Revealed: The £93m City lobby machine (excerpt):
The British financial services industry spent more than £92m last year lobbying politicians and regulators in an ‘economic war of attrition’ that has secured a string of policy victories.
As the industry prepares to fight off renewed calls for root-and-branch reform in response to the Barclays rate-fixing scandal, an investigation by the Bureau has revealed the firepower of the City’s lobbying machine, prompting concern that its scale and influence puts the interests of the wider economy in the shade.
The Bureau’s four-month study also gained previously undisclosed documents that show how finance lobbyists won a host of important policy changes in Whitehall and Westminster. These include:
• The slashing of UK corporation tax and taxes on banks’ overseas branches, after a lobbying barrage by the City of London Corporation, the British Bankers’ Association (BBA) and the Association of British Insurers.

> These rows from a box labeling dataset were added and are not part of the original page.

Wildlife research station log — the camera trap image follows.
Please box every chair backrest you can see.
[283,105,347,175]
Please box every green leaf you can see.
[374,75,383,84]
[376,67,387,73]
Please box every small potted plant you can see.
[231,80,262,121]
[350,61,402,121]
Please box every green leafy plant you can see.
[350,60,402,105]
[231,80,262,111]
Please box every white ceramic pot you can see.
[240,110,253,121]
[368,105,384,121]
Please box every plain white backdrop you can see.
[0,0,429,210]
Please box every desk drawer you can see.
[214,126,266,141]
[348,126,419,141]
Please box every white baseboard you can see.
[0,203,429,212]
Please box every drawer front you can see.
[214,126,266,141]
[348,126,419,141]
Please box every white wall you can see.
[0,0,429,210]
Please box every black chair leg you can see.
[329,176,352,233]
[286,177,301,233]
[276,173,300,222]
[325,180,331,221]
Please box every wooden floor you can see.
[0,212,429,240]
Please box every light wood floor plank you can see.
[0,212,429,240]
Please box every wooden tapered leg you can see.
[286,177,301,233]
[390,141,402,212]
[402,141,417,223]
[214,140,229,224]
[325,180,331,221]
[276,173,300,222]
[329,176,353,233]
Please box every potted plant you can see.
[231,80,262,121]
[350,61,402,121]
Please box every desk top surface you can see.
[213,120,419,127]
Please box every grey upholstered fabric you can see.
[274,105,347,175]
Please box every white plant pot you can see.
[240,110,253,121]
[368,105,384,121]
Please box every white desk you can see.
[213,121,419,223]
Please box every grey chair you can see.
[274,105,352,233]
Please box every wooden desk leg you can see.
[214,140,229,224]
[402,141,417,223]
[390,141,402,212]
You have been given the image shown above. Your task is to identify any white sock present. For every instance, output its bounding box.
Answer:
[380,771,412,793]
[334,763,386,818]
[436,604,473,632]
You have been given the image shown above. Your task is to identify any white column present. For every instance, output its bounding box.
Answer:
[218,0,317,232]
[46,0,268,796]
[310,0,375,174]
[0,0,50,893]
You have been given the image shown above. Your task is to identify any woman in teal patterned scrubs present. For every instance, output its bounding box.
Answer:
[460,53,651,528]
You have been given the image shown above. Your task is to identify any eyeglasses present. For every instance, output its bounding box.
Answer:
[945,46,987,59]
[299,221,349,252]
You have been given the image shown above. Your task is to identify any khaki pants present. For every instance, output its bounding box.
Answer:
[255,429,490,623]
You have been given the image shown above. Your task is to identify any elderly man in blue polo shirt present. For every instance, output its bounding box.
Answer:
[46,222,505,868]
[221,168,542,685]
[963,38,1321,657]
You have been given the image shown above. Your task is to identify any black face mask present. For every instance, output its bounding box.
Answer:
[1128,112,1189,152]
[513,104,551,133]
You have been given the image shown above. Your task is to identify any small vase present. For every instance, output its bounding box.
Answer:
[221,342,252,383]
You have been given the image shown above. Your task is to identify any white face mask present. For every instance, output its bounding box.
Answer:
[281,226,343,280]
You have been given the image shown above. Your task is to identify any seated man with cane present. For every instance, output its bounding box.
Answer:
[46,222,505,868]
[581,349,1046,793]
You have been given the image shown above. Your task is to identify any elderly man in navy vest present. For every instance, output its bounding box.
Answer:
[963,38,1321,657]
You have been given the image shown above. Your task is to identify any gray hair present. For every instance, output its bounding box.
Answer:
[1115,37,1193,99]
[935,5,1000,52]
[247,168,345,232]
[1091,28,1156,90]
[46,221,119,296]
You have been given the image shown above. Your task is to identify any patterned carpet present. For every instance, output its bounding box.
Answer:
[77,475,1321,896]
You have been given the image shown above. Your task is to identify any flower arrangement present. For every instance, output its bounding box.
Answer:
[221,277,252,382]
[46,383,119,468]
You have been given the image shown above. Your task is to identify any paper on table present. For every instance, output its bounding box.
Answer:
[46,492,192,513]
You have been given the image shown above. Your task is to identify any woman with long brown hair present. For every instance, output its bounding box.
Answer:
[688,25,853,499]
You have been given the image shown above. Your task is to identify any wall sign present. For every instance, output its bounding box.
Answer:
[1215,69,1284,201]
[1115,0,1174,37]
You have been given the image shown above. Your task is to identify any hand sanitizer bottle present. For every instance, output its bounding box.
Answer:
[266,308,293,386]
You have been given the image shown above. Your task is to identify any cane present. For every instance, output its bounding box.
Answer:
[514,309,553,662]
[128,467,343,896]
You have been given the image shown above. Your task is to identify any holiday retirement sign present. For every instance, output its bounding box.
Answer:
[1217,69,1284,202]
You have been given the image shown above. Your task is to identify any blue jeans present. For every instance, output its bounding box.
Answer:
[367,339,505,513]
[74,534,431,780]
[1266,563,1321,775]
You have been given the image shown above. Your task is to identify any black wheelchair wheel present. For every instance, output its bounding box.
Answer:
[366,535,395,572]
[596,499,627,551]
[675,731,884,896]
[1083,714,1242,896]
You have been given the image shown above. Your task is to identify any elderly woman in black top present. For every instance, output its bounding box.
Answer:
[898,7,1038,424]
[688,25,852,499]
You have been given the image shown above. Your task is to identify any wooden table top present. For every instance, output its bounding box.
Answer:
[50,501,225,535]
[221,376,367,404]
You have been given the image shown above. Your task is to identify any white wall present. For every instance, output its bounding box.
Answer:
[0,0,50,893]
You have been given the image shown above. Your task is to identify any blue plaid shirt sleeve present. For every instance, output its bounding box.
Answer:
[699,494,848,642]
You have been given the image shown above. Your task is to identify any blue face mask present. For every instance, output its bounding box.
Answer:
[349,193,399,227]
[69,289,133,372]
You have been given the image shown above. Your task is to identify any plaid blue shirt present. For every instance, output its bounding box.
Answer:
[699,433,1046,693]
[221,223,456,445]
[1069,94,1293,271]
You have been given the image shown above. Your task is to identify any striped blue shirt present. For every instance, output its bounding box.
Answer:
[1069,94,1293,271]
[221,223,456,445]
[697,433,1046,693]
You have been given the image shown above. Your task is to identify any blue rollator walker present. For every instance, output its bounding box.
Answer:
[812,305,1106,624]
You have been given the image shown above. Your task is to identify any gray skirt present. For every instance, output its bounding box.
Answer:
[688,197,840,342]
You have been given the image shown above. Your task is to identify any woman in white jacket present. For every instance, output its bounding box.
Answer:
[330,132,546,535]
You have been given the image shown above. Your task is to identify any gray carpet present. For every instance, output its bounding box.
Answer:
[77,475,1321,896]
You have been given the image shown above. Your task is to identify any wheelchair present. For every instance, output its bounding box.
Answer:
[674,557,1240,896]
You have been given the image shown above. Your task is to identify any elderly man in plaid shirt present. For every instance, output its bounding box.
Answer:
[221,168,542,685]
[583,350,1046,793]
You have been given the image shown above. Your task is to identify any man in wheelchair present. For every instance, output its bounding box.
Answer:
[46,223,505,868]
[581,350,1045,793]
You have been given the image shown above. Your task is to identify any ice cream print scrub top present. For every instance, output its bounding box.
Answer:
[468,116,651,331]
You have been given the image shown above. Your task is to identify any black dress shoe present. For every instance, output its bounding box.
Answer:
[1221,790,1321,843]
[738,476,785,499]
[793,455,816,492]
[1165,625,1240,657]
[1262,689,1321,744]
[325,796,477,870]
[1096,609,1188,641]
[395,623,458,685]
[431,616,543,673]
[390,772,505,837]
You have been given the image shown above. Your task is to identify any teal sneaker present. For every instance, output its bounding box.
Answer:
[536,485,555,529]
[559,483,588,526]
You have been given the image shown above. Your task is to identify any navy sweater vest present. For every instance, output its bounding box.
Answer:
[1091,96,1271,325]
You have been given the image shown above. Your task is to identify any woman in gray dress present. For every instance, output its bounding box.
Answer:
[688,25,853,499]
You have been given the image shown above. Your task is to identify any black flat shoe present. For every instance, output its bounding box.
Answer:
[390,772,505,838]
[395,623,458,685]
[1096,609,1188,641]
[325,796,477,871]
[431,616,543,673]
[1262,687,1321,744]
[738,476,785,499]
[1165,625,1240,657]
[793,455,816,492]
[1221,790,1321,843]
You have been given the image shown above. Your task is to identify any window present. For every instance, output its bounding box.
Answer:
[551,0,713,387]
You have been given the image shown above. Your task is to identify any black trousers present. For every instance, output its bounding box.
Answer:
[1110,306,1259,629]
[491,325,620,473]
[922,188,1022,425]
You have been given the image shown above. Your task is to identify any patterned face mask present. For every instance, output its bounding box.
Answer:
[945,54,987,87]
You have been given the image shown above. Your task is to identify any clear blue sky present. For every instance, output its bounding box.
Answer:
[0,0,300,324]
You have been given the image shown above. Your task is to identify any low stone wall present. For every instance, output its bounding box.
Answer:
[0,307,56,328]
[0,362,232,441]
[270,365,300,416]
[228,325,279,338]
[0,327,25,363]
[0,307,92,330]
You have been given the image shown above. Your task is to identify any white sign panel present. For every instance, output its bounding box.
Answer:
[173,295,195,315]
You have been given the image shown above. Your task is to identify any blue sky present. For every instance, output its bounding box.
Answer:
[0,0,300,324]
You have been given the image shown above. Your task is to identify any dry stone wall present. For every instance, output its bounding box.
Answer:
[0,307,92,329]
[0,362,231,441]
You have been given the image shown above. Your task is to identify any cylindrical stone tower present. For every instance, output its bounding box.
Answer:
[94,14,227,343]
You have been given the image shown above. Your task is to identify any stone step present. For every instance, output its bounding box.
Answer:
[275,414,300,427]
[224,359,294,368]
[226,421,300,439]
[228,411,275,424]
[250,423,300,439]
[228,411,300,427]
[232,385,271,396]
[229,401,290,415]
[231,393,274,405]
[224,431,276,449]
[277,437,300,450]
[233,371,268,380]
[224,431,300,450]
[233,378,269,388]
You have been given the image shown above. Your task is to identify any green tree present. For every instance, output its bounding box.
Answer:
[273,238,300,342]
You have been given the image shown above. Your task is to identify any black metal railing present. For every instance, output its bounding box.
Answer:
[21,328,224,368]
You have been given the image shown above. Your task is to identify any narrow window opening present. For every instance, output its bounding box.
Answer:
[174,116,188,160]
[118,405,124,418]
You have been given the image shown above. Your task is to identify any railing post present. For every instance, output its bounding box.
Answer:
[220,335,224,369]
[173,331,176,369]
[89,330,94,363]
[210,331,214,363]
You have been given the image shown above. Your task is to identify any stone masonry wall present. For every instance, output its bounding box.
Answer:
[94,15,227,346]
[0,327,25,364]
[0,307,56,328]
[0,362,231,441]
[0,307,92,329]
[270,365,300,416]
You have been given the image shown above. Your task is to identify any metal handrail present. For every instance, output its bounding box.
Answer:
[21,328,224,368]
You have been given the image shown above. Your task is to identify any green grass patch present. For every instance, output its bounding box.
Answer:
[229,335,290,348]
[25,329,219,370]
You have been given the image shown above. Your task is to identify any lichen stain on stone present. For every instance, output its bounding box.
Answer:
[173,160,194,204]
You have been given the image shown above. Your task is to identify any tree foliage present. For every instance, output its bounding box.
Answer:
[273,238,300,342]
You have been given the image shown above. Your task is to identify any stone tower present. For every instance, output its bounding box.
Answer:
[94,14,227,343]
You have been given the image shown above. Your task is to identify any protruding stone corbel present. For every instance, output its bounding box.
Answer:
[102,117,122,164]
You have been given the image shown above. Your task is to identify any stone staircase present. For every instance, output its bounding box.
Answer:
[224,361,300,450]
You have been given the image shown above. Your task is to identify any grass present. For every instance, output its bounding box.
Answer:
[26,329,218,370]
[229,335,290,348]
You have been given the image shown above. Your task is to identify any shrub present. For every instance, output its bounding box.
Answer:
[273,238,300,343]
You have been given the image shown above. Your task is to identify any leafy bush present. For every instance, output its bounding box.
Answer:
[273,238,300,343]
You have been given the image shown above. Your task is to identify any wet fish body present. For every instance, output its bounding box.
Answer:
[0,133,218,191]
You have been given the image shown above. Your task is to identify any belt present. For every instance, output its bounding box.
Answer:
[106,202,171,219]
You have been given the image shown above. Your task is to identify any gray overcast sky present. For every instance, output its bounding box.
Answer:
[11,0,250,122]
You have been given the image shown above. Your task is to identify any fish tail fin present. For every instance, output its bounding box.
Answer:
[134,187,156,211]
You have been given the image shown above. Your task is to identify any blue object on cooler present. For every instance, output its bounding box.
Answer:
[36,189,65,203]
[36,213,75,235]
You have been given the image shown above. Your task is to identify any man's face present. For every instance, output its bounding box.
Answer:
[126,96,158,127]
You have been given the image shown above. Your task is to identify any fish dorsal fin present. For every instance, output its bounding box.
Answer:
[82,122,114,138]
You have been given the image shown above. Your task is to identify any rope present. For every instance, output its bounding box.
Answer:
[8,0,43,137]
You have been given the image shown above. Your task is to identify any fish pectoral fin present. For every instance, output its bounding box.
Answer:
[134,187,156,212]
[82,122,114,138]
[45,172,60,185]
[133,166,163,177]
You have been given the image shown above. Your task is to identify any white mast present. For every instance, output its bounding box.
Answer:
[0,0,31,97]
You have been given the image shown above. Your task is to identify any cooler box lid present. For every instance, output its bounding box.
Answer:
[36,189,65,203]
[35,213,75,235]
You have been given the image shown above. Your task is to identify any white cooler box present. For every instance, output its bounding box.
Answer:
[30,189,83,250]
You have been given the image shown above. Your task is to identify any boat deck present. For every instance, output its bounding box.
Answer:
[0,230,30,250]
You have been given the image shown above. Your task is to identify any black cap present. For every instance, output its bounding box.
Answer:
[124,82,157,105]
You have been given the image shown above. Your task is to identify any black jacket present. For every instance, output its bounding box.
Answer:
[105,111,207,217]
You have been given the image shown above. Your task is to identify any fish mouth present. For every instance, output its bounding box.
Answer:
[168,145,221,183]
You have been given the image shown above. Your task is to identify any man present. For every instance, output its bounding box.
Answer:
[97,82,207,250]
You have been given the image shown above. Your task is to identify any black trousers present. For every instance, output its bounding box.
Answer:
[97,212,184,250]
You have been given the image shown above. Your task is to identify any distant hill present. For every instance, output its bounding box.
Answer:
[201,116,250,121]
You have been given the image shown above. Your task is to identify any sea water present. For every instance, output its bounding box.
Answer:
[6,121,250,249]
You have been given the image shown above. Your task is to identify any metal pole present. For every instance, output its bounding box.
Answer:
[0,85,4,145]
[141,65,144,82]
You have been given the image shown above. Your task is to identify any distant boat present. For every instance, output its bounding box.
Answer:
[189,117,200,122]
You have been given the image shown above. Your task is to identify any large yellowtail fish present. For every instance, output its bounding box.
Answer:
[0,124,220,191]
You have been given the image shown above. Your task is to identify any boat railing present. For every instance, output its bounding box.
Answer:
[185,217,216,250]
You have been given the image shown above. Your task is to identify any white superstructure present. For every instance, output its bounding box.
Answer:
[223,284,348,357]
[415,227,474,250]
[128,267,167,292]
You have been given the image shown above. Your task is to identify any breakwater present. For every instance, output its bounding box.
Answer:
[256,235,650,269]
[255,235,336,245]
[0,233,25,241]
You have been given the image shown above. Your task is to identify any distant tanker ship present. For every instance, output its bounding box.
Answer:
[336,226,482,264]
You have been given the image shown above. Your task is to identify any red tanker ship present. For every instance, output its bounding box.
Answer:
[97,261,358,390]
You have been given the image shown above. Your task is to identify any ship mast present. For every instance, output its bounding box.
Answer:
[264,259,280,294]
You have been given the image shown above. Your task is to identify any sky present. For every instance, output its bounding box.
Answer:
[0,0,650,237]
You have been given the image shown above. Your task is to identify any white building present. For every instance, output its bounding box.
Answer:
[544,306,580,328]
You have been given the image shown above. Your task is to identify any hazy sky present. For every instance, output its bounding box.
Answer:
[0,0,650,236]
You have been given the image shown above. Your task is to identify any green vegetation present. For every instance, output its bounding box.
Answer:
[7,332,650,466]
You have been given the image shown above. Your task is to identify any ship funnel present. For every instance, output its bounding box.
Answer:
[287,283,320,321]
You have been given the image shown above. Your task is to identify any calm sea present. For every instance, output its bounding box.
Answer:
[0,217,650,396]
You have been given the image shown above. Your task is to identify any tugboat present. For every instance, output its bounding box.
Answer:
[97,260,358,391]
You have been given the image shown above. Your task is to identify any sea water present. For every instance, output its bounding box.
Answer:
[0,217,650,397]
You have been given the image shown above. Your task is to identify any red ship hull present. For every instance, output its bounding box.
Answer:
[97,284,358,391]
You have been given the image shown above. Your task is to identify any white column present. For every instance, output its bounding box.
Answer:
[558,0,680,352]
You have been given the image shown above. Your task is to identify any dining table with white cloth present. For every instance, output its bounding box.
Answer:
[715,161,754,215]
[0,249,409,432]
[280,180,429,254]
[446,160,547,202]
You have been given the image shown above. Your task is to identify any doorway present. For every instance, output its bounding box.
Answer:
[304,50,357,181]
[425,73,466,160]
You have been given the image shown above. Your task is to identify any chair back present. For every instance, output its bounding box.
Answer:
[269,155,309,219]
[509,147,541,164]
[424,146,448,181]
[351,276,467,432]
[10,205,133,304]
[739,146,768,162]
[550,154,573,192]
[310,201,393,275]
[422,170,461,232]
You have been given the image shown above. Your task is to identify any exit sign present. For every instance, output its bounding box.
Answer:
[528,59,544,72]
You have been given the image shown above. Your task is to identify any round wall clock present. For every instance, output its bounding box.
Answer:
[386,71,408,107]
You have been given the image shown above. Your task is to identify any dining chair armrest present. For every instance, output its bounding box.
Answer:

The reform will save the finance industry billions.
• The neutering of a national not-for-profit pension scheme launching in October that was supposed to benefit millions of low paid and temporary workers.
• The killing of government plans for a new corporate super-watchdog to police quoted companies.
I do worry that Britain’s financial sector, particularly the banks, is too dominant and is too easily assumed to represent the national interest.’
Vince Cable, business secretary
An extensive trawl of registries, consultations and hundreds of interviews has identified 129 organisations engaging in some form of lobbying for the finance sector, with over 800 people employed directly and at a cost of £92.8m. Lobbyists include in-house bank staff, public affairs consultancies, industry body representatives, law firms and management consultants.